「年齢差別(age discrimination)」または「エイジズム(ageism)」とは、年齢を理由とした偏見や差別、不当な扱いを指し、採用、賃金、解雇、昇進、業務、トレーニング、待遇、福利厚生など、雇用のあらゆる場面で起こりうるものである。

 若年層と高齢者の両方が対象になることがありますが、特に高齢者が不利益を被ることが多い。ここでは、高齢者が年齢差別を受けているかを国際的に調査した結果を掲げた。

 日本で年齢差別を受けているのは28%であり、ドイツの25%に次いで低くなっている。

 対象12カ国は、日本と韓国を除くと欧米諸国であるが、平均以上に年齢差別が多いのは、オーストラリアを除くと南欧諸国、及び南米のカトリック諸国であり、平均より年齢差別が少ないのはプロテスタント諸国という特徴が見て取れる。

 カトリックとプロテスタントと言えば、前者がかたち(外形)を重視し、後者がこころ(内容)を重視していると考えられるが、年齢もかたち(外形)の一種なのでこうした結果となっているとも捉えられるかも知れない。

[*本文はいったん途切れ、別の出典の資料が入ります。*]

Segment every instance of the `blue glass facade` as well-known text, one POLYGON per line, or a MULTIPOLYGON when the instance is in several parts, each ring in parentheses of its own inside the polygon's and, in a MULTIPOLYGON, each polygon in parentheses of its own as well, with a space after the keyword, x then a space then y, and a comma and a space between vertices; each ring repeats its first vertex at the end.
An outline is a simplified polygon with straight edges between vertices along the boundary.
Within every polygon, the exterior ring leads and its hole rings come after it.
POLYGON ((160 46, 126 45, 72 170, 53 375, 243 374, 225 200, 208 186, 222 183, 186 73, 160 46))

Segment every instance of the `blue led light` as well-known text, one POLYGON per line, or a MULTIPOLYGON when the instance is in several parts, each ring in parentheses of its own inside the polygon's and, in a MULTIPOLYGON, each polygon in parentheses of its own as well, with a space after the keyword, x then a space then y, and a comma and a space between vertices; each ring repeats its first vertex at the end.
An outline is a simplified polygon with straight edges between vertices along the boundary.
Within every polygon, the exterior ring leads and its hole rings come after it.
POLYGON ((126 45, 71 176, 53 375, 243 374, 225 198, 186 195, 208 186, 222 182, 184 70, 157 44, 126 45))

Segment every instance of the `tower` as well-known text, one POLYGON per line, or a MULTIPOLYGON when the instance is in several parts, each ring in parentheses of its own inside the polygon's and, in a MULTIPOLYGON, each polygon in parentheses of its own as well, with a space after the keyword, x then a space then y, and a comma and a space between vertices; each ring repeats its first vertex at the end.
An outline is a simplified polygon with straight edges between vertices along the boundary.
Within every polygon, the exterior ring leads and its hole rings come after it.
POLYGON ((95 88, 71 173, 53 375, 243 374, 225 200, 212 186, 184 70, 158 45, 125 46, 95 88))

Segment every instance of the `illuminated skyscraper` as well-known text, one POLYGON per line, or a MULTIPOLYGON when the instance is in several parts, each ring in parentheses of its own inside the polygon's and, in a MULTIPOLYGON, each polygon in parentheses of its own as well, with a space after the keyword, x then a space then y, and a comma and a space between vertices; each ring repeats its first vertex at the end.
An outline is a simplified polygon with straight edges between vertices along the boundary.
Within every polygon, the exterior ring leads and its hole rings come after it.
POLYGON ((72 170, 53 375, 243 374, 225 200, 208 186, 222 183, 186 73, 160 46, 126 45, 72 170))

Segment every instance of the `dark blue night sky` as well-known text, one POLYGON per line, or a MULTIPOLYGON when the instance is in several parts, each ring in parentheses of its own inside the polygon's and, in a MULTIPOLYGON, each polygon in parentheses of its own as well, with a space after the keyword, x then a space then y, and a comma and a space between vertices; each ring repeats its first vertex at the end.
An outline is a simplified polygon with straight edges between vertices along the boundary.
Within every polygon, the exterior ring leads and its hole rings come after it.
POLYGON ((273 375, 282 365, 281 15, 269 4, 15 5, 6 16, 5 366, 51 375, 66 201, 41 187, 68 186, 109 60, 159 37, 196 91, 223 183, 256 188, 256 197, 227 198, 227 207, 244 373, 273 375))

 自国の政治システムはなかなか変えられないと回答している国は(図録9622予定)、ここでの中高年への年齢差別の国と重なっている。やはりかたちを変えられないと言うのが共通する点なのかもしれない。

 日本と韓国は欧米諸国とは文化的な背景を異にしているが、韓国はもっとも年齢差別が大きく、日本は小さいと対照的な結果となっている。韓国がかたちを重視するのに対し、日本はそれほどこだわらないからかもしれない。日本では高齢化が進み、労働力不足が一般的なので高齢者を差別する余裕はないという側面が影響を及ぼしている可能性もあろう。

 対象国は、図の順にドイツ、日本、カナダ、英国、フィンランド、米国、スペイン、オーストラリア、フランス、イタリア、ブラジル、韓国である。